Paste your Stable Diffusion prompt into the input box (tags or natural language are both fine).
Tokens appear as chips on the right, with a "chunk boundary" line drawn every 75 tokens. The toolbar shows the total token count and number of chunks.
To stay under 75 or to control where the chunks break, trim or reorder words and watch the boundary line move.

FAQ

Is my prompt sent anywhere?

No. All tokenization happens inside your browser. The only thing loaded is the CLIP vocabulary file (the BPE merge table) that we host ourselves — the prompt you type is never uploaded, stored, or sent anywhere.

Does the count match A1111 and ComfyUI?

Yes. It faithfully reproduces CLIP's own byte-level BPE, so it matches the "x/75" number A1111 shows and ComfyUI's token count. We verified cases like `a photo of a cat` = 5 and `masterpiece, best quality, 1girl` = 7.

What is the "75-token chunk"?

CLIP splits a prompt into chunks of 75 tokens and adds two special start/end tokens to each (77 per chunk). Past 75, content moves into the next chunk, where — depending on the UI — it can be weighted differently or truncated. This tool draws a line at each of those boundaries.
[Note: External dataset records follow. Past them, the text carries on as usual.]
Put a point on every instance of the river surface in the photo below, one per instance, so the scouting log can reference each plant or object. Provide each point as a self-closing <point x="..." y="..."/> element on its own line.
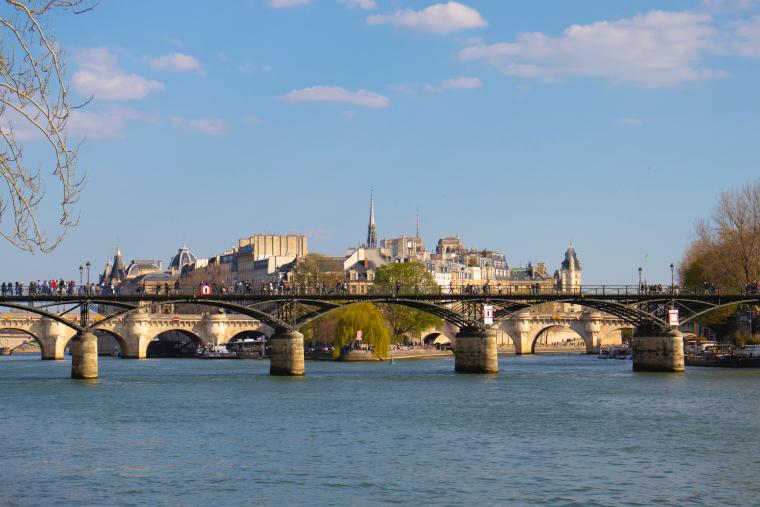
<point x="549" y="430"/>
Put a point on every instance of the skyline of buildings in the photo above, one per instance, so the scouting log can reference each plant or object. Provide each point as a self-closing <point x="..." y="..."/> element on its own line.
<point x="281" y="260"/>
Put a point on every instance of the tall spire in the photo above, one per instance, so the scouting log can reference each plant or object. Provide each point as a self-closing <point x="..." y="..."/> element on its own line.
<point x="372" y="229"/>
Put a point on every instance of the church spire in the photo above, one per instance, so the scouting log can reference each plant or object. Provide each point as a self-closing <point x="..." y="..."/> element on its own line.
<point x="418" y="223"/>
<point x="372" y="229"/>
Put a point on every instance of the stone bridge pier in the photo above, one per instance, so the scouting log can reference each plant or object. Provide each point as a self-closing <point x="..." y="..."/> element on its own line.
<point x="53" y="337"/>
<point x="287" y="354"/>
<point x="475" y="351"/>
<point x="661" y="351"/>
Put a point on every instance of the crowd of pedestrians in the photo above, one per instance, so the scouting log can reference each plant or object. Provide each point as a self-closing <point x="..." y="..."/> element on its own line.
<point x="42" y="288"/>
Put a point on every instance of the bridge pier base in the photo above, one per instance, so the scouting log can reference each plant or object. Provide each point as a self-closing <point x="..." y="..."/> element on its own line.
<point x="287" y="357"/>
<point x="84" y="356"/>
<point x="475" y="351"/>
<point x="658" y="353"/>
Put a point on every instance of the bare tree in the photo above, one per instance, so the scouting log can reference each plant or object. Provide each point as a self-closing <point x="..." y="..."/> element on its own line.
<point x="737" y="220"/>
<point x="726" y="248"/>
<point x="34" y="104"/>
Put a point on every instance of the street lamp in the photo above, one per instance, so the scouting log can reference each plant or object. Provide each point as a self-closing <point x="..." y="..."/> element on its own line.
<point x="88" y="277"/>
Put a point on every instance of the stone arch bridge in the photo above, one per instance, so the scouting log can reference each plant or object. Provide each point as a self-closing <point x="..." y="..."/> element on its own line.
<point x="475" y="343"/>
<point x="133" y="332"/>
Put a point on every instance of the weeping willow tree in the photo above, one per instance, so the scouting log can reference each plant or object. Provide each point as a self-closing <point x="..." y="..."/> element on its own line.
<point x="368" y="319"/>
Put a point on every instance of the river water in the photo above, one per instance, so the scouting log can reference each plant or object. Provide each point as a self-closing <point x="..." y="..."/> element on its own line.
<point x="549" y="430"/>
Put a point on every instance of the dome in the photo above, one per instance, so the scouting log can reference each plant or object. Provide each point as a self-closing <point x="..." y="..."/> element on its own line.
<point x="571" y="259"/>
<point x="183" y="258"/>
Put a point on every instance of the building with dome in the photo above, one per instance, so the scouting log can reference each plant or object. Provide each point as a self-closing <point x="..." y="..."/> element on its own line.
<point x="183" y="257"/>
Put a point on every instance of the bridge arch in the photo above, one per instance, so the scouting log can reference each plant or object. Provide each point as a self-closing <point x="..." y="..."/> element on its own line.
<point x="278" y="325"/>
<point x="44" y="313"/>
<point x="123" y="346"/>
<point x="535" y="339"/>
<point x="184" y="347"/>
<point x="446" y="314"/>
<point x="242" y="335"/>
<point x="30" y="335"/>
<point x="749" y="301"/>
<point x="628" y="313"/>
<point x="437" y="338"/>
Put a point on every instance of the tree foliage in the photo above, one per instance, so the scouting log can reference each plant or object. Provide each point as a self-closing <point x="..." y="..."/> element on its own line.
<point x="367" y="318"/>
<point x="34" y="104"/>
<point x="317" y="273"/>
<point x="414" y="278"/>
<point x="726" y="248"/>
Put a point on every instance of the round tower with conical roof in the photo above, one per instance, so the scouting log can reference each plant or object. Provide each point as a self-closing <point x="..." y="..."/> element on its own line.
<point x="570" y="273"/>
<point x="118" y="269"/>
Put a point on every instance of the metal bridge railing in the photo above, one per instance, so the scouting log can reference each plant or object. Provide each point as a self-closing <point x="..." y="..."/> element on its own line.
<point x="489" y="289"/>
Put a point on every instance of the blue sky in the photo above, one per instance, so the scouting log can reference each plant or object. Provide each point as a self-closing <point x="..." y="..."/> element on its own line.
<point x="519" y="125"/>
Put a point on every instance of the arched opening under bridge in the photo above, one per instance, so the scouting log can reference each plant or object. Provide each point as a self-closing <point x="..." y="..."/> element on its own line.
<point x="558" y="339"/>
<point x="438" y="340"/>
<point x="14" y="341"/>
<point x="109" y="343"/>
<point x="173" y="343"/>
<point x="248" y="344"/>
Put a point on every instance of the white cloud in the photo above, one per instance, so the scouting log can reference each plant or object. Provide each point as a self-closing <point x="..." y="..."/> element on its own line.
<point x="363" y="98"/>
<point x="366" y="5"/>
<point x="108" y="124"/>
<point x="286" y="4"/>
<point x="177" y="62"/>
<point x="454" y="84"/>
<point x="459" y="83"/>
<point x="651" y="50"/>
<point x="208" y="126"/>
<point x="99" y="74"/>
<point x="629" y="121"/>
<point x="728" y="5"/>
<point x="437" y="18"/>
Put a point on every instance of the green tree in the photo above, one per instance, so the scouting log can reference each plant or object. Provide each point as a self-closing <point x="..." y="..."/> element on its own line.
<point x="367" y="318"/>
<point x="413" y="278"/>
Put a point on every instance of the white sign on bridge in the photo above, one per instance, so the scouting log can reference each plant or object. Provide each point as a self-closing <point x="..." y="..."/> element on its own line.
<point x="487" y="315"/>
<point x="673" y="319"/>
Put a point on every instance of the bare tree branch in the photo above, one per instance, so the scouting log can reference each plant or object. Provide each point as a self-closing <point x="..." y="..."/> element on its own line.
<point x="34" y="103"/>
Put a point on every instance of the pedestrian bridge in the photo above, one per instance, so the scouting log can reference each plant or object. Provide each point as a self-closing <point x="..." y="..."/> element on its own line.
<point x="657" y="345"/>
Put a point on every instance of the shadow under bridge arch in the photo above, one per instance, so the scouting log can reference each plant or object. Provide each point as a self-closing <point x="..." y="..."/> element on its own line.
<point x="276" y="323"/>
<point x="630" y="313"/>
Why does one word become several tokens?

CLIP doesn't map a word to a single token; it uses BPE to split text into common sub-strings. For example `lowres` splits into `low` + `res`. The chips and the end-of-word markers let you see how each word was broken up.

Can it count Japanese prompts?

Yes, but CLIP wasn't trained mainly on Japanese, so Japanese text is broken into many byte-level pieces and uses far more tokens than English tags. That's why a Japanese-heavy prompt shows a high token count.

Are weighting syntaxes like `(word:1.2)` and `[ ]` included in the count?

This tool tokenizes the text exactly as CLIP would, so parentheses and numbers are counted as characters too. In real generation, the UI often parses the weighting syntax and strips the brackets, so a prompt that uses a lot of emphasis may have a lower effective token count than shown here. Use this as a guide to the raw token count.